The system is able to detect earthquake precursors to develop patterns for prediction, said the system’s chief scientist Wang Xinan, who led a team at an earthquake monitoring and prediction research center based in Shenzhen.
Specifically, the system is placed underground or in large caves to detect sounds and other signs typical of occurring before an earthquake. And unlike traditional bulky monitoring instruments, the system is made up of a small group of compact and lightweight, ultra-sensitive semiconductor sensors.
These sensors picked up signals when a 6.5-magnitude earthquake struck offshore near Taiwan’s Hualien county on Tuesday.
Though still in early trials, the system has already proved its effectiveness in predicting two small earthquakes in southwestern China’s Sichuan province last September and October.
The center has installed 200 sets of monitoring systems underground and in caves throughout the country, mostly in Sichuan and Yunnan provinces, which straddle two tectonic plates that grind against each other, as well as in Beijing and its surrounding areas.

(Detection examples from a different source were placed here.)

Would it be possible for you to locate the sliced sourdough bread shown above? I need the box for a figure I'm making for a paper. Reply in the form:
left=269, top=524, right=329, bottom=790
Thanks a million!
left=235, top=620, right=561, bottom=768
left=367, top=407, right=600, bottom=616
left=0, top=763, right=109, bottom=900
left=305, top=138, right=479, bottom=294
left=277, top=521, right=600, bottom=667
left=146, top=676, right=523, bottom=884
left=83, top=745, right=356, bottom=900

Early this month, China also launched an electromagnetic test satellite into sun-synchronous orbit that was named after Zhang Heng, an ancient polymath who invented the world’s first seismometer. The satellite carries an inductive magnetometer, a magnetic tester, and an electric-field detector for seismological observation.
It has started monitoring the real-time dynamics of the ionosphere and will monitor for signs of impending earthquakes by collecting data on the global electromagnetic field, energetic particles, and more, according to People’s Daily.
Earthquakes affect electromagnetics by cutting the Earth’s magnetic lines and emitting electromagnetic radiation.
In 2003, the US launched an earthquake-forecast satellite that studied the relationship between magnetic fields and rock fractures.
One year later, France and Ukraine launched electromagnetic satellites to study the changes in the ionosphere connected to quakes and volcanic activity.